2. Human Rights : Suspension or Arbitrary Application of the Rule of Law and Widespread Violation of Human Rights. This indicator is most responsible for Georgia’s fall down the rankings. The survey breaks this out into four parts:

  • Emergence of authoritarian, dictatorial or military rule in which constitutional and democratic institutions and processes are suspended or manipulated
  • Outbreak of politically inspired (as opposed to criminal) violence against innocent civilians
  • Rising number of political prisoners or dissidents who are denied due process consistent with international norms and practices
  • Widespread abuse of legal, political and social rights, including those of individuals, groups or cultural institutions (e.g., harassment of the press, politicization of the judiciary, internal use of military for political ends, public repression of political opponents, religious or cultural persecution)

3. External Intervention : Intervention of Other States or External Political Actors. This is clearly the most obvious change in Georgia’s situation. The survey has a twofold definition of this indicator:

  • Military or Para-military engagement in the internal affairs of the state at risk by outside armies, states, identity groups or entities that affect the internal balance of power or resolution of the conflict
  • Intervention by donors, especially if there is a tendency towards over-dependence on foreign aid or peacekeeping missions

Russia, by comparison, comes in ranked at 71, not much different from its ranking of 72 last year and a slight improvement over its 2007 ranking of 62. The fact that its composite score has hardly changed across the three years I suppose tells us that other similarly-oriented countries worsened relative to Russia during this period. Looking at how Russia scores across the individual social, political and economic indicators, it appears the biggest risk it faces is macroeconomic shock, but of course it isn’t the only country with this problem.

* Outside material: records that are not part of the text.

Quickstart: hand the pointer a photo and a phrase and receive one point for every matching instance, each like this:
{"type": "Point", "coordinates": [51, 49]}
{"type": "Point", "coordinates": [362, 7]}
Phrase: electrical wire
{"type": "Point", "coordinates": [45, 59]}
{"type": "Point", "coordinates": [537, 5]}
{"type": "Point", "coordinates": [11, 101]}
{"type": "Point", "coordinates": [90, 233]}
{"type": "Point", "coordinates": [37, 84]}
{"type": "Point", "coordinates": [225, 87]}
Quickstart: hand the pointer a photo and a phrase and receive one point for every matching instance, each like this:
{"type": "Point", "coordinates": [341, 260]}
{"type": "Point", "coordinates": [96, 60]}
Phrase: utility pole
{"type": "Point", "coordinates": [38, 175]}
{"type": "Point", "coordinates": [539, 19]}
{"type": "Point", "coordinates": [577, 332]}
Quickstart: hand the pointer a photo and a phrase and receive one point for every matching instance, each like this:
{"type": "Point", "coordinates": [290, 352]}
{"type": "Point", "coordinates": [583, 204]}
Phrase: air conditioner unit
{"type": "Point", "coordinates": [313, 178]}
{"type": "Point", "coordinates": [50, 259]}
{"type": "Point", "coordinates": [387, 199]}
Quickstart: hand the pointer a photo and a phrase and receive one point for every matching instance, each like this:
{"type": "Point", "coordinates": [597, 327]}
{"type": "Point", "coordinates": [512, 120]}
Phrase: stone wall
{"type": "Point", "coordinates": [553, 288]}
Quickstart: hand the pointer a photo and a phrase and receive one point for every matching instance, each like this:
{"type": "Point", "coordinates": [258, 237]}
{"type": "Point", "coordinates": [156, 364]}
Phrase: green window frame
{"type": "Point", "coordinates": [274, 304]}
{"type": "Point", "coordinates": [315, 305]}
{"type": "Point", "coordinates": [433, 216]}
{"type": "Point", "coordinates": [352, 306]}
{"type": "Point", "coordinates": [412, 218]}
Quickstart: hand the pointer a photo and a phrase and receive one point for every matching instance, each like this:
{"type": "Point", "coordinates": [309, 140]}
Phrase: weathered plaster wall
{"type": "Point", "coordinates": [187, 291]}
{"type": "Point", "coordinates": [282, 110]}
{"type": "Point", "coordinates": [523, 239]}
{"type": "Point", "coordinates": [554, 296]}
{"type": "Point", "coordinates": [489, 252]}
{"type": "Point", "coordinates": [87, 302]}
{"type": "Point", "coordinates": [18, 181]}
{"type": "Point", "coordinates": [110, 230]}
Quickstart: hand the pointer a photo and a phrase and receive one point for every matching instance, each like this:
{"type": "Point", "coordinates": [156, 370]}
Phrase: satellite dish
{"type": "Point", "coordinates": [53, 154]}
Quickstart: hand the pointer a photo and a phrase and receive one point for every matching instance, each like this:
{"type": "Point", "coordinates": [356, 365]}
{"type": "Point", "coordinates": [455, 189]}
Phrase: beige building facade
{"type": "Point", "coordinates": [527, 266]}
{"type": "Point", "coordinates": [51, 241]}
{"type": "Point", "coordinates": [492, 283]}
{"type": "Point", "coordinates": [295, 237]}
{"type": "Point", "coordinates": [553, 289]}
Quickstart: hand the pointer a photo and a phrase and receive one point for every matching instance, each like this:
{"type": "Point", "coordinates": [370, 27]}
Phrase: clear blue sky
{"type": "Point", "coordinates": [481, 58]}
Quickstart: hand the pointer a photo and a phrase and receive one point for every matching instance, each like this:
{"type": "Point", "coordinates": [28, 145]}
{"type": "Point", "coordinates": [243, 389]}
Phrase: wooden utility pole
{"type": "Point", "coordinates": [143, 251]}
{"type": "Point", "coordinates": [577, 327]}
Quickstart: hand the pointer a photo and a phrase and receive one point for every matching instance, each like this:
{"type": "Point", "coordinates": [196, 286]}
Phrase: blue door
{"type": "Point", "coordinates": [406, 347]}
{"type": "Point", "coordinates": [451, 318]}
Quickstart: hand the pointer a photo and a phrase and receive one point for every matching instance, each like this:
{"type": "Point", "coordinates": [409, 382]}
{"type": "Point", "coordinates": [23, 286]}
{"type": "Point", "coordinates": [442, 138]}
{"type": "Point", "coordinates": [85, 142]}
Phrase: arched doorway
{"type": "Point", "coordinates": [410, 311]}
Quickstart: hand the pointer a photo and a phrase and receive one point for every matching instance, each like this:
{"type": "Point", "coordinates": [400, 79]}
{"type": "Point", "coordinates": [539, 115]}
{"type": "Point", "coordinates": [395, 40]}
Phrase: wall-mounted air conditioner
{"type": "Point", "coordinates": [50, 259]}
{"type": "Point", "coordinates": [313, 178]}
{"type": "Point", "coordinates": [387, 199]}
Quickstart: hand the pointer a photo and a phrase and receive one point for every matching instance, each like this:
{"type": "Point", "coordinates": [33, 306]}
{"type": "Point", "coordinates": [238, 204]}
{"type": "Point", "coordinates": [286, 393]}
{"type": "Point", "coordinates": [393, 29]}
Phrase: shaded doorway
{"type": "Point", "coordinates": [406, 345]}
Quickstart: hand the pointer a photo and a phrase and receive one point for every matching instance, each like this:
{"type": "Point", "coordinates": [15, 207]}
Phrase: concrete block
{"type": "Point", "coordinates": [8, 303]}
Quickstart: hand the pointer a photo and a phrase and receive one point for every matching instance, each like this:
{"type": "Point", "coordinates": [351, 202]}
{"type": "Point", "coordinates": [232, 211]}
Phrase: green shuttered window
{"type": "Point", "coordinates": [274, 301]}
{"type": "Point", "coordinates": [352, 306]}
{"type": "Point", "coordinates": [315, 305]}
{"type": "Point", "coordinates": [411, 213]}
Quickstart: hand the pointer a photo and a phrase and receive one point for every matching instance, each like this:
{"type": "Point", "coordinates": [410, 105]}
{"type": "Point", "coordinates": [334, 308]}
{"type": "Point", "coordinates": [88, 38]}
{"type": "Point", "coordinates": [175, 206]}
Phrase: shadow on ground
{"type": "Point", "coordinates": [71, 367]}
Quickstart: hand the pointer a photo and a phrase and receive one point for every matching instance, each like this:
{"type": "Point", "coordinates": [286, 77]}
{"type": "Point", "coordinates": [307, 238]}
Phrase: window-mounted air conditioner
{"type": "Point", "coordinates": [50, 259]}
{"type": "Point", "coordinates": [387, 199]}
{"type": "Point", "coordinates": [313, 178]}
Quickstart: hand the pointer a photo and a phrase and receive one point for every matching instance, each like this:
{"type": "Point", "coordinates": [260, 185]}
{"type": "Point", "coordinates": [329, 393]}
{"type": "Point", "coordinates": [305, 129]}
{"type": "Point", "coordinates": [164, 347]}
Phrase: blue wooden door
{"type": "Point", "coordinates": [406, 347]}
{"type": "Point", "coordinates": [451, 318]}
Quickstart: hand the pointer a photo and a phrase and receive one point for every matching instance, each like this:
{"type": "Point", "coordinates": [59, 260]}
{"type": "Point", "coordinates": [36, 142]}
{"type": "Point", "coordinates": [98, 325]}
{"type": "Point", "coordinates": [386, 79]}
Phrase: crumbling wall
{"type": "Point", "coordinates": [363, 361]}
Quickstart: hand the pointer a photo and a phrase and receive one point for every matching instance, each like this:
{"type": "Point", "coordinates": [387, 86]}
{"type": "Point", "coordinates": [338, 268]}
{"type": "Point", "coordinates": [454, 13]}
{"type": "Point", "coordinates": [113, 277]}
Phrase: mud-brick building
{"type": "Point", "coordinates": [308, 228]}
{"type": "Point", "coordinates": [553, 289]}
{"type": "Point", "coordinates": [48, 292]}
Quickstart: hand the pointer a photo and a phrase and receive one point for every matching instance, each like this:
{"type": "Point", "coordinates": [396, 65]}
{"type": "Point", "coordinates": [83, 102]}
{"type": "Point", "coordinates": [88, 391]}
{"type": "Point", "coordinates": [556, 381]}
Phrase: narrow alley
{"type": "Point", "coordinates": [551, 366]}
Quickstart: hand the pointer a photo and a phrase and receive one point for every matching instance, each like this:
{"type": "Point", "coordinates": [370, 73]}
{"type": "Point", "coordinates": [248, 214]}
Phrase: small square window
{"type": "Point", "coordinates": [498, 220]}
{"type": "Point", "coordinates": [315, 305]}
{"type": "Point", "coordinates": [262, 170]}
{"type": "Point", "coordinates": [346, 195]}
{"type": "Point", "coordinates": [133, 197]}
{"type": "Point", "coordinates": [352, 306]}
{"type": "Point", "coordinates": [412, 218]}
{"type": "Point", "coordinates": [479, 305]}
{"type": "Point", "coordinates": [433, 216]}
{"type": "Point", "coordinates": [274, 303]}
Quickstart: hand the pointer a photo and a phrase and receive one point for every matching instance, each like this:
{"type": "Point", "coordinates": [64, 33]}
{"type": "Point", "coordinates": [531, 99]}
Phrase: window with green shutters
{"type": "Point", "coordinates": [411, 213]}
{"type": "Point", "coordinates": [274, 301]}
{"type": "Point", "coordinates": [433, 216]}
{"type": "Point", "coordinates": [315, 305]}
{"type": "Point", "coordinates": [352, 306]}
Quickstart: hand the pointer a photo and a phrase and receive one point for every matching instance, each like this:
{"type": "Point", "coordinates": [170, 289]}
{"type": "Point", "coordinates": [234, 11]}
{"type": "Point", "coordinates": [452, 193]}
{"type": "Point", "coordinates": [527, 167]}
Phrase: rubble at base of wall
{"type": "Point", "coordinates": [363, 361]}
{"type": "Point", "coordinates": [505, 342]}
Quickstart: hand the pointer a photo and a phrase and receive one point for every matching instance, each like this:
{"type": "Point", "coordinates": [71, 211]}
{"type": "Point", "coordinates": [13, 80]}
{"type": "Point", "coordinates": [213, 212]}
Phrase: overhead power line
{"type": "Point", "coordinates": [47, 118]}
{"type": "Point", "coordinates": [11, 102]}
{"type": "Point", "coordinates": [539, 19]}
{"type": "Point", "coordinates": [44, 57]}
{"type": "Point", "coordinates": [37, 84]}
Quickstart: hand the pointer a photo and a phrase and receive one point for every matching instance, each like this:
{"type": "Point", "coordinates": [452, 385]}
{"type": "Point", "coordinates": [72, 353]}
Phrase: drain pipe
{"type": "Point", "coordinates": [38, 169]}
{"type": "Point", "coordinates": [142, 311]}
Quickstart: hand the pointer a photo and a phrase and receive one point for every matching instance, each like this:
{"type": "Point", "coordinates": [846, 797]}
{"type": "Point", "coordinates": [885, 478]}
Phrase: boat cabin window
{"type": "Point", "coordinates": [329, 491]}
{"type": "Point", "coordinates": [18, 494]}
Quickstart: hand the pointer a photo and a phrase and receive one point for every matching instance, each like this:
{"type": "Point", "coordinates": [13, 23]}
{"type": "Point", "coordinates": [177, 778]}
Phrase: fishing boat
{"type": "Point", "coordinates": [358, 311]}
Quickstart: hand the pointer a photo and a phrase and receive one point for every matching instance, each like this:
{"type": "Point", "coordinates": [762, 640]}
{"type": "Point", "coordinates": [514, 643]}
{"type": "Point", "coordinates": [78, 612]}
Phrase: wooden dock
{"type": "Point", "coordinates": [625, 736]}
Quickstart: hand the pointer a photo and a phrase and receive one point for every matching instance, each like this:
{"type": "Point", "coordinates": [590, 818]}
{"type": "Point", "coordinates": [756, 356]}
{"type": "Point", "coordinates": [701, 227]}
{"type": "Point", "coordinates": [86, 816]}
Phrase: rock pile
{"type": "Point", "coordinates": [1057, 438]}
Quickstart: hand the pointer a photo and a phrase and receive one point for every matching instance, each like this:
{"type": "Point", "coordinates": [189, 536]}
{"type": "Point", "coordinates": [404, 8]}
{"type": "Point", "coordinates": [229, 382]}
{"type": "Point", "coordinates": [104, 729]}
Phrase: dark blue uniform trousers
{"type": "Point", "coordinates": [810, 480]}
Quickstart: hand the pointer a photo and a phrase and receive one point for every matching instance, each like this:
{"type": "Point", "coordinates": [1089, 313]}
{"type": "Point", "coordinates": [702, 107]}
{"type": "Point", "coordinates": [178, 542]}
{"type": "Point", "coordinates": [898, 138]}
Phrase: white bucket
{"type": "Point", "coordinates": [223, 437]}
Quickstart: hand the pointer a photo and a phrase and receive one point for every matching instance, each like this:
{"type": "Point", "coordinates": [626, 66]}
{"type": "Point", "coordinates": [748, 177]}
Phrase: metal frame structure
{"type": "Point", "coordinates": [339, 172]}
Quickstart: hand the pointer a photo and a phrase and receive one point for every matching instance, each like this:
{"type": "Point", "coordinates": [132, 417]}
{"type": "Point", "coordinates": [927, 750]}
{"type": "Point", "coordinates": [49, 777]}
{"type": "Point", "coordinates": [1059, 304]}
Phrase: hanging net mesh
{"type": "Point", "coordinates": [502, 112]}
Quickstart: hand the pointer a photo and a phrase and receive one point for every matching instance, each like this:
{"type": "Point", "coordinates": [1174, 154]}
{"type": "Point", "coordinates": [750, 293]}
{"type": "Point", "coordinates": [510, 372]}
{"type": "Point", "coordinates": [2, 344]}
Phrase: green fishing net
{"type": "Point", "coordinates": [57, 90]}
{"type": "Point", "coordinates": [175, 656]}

The index does not seek to assign blame for the increase or decrease in these various risks, presumably because the survey researchers know deep down that such a task is better left to the comment boards of blogs such as this one. But before signing off here to leave the debate in the capable hands of our dear readers, I would just like to point out one more item from the index’s findings that should make everyone, regardless of of political orientation, suspicious of the survey: Honduras, who just had a coup last week, is ranked at – wait for it – 90, down from 94 in each of the previous two years (further discussion of the Latin America situation available here). Which countries rank worse than Honduras? Apart from the obvious (Iraq, Afghanistan, Haiti, Zimbabwe), we also have China…Turkey…Jordan…Philippines…

No government appreciates having its country called a failed state. But whenever the phrase comes up it’s an indicator of something not quite right and the perception alone is a problem for everyone involved, regardless of what the truth is.

How much should we trust this index?